An ab Initio/Transition State Theory Study of the Reactions of Ċ5H9 Species of Relevance to 1,3-Pentadiene, Part II: Pressure Dependent Rate Constants and Implications for Combustion Modeling.

Abstract

The temperature- and pressure-dependence of rate constants for several radicals and unsaturated hydrocarbons reactions (1,3-C5H8/1,4-C5H8/cyC5H8 + Ḣ, C2H4 + Ċ3H5-a, C3H6 + Ċ2H3) are analyzed in this paper. The abstraction reactions of these systems are also calculated and compared with available literature data. Ċ5H9 radicals can be produced via Ḣ atom addition reactions to the pentadiene isomers and cyclopentene, and also by H-atom abstraction reactions from 1- and 2-pentene and cyclopentane. Comprehensive Ċ5H9 potential energy surface (PES) analyses and high-pressure limiting rate constants for related reactions have been explored in part I of this work ( J. Phys. Chem. A 2019, 123 (22), 9019-9052).
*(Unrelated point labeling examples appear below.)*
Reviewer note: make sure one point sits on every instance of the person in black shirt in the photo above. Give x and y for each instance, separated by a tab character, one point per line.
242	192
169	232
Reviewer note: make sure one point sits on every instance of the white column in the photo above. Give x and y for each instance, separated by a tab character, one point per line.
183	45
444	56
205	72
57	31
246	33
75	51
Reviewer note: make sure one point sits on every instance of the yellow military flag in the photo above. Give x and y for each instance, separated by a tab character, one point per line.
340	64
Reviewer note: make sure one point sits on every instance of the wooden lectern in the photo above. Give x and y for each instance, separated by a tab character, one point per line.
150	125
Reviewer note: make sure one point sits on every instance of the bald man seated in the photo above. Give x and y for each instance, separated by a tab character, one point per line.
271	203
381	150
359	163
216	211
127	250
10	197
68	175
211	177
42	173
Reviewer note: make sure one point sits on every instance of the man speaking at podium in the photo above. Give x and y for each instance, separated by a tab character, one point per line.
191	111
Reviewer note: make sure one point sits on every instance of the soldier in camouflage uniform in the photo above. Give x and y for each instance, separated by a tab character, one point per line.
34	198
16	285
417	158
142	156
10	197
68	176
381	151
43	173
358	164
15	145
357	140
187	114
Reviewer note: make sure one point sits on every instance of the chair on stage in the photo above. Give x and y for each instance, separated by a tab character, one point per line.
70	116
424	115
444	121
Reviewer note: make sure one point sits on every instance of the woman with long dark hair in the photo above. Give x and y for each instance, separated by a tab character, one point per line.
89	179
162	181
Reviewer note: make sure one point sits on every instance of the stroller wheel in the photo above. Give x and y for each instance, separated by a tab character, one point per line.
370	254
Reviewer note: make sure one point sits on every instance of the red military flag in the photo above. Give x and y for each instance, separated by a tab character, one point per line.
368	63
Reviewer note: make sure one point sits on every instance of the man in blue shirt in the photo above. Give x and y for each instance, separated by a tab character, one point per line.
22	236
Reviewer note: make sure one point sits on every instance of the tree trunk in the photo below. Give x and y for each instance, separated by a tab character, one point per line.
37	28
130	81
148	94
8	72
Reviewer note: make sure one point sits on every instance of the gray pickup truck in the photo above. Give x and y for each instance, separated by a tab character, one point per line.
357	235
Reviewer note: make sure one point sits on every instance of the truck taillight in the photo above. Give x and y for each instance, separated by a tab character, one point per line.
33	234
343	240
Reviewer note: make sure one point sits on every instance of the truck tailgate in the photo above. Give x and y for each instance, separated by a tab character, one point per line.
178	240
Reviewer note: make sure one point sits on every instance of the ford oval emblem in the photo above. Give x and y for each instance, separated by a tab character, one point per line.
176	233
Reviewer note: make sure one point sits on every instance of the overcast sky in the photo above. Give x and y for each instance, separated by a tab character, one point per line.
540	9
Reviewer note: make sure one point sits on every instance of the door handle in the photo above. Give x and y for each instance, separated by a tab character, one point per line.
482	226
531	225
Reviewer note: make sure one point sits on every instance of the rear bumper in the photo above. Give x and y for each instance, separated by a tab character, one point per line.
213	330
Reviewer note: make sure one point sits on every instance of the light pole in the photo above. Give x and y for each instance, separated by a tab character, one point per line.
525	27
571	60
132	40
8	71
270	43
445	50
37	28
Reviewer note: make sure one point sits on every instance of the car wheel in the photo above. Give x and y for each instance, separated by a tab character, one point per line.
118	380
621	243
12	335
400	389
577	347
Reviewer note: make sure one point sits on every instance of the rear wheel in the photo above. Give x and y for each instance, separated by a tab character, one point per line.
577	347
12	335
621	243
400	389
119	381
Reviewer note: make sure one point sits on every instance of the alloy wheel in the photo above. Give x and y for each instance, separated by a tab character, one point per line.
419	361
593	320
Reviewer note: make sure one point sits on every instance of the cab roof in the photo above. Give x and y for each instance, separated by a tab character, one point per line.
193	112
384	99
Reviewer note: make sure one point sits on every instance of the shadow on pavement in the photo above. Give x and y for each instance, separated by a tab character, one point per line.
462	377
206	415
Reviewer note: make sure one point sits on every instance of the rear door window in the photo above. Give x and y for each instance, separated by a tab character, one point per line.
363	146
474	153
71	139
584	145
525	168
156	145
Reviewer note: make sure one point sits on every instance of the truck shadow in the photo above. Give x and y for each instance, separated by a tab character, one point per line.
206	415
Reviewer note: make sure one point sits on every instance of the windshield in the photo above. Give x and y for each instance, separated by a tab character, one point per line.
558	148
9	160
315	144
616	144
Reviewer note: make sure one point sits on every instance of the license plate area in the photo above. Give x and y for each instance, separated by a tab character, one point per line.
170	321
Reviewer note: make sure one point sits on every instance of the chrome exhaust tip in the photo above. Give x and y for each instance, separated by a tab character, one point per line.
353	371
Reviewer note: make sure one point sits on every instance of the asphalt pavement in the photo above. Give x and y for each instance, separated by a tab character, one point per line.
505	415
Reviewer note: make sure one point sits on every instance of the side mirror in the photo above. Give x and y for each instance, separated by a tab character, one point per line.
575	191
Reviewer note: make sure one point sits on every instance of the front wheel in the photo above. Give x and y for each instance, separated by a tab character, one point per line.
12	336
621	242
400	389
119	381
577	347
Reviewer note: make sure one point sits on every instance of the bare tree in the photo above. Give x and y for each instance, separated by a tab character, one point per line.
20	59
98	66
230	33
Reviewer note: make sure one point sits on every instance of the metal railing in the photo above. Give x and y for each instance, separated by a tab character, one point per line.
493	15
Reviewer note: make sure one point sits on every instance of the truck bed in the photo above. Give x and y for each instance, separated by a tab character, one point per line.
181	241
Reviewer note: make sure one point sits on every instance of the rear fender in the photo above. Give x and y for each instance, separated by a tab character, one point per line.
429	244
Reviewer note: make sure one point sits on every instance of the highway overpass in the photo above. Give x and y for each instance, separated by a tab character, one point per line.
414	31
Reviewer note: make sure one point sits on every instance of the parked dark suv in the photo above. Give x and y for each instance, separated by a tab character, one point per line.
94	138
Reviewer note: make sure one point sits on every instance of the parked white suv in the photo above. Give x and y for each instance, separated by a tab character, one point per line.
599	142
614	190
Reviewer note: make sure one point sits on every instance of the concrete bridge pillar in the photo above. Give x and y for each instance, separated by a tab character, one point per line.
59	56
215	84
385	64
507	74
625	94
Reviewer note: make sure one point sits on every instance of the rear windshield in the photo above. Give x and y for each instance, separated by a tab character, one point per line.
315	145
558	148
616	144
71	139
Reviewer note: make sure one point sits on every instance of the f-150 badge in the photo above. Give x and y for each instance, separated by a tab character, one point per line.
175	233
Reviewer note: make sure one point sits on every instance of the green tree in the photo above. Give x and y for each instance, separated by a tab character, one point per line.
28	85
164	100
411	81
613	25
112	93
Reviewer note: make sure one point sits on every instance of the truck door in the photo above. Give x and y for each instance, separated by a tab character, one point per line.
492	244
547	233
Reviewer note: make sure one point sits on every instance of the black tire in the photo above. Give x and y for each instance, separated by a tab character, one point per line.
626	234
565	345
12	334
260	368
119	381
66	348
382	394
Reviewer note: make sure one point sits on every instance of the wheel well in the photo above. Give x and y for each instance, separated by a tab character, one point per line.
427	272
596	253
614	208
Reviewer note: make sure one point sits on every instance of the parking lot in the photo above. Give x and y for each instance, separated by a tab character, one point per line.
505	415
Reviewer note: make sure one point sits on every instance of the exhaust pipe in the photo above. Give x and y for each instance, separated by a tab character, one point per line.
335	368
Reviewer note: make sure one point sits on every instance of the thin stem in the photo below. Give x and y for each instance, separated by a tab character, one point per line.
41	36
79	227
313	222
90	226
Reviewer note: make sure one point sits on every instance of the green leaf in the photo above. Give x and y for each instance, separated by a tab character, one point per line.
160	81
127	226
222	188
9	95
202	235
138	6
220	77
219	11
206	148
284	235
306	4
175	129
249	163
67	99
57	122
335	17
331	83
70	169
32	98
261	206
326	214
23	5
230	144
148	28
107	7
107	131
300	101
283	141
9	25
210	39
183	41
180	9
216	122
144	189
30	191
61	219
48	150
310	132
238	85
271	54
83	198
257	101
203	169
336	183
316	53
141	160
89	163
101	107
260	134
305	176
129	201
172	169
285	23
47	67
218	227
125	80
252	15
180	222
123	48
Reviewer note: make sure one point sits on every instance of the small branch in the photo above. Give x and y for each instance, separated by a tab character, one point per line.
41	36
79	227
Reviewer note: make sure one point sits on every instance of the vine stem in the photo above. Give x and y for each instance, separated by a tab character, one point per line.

In this work, a chemical kinetic model is constructed based on the computed thermochemistry and high-pressure limiting rate constants from part I, to further understand the chemistry of different C5H8 molecules. The most important channels for these addition reactions are discussed in the present work based on reaction pathway analyses. The dominant reaction pathways for these five systems are combined together to generate a simplified Ċ5H9 PES including nine reactants, 25 transition states (TSs), and nine products. Spin-restricted single point energies are calculated for radicals and TSs on the simplified PES at the ROCCSD(T)/aug-cc-pVTZ level of theory with basis set corrections from MP2/aug-cc-pVXZ (where X = T and Q). Temperature- and pressure-dependent rate constants are calculated using RRKM theory with a Master Equation analysis, with restricted energies used for minima on the simplified Ċ5H9 PES and unrestricted energies for other species, over a temperature range of 300-2000 K and in the pressure range 0.01-100 atm. The rate constants calculated are in good agreement with those in the literature. The chemical kinetic model is updated with pressure-dependent rate constants and is used to simulate the species concentration profiles for Ḣ atom addition to cyclopentane and cyclopentene. Through detailed analyses and comparisons, this model can reproduce the experimental measurements of species qualitatively and quantitatively with reasonably good agreement.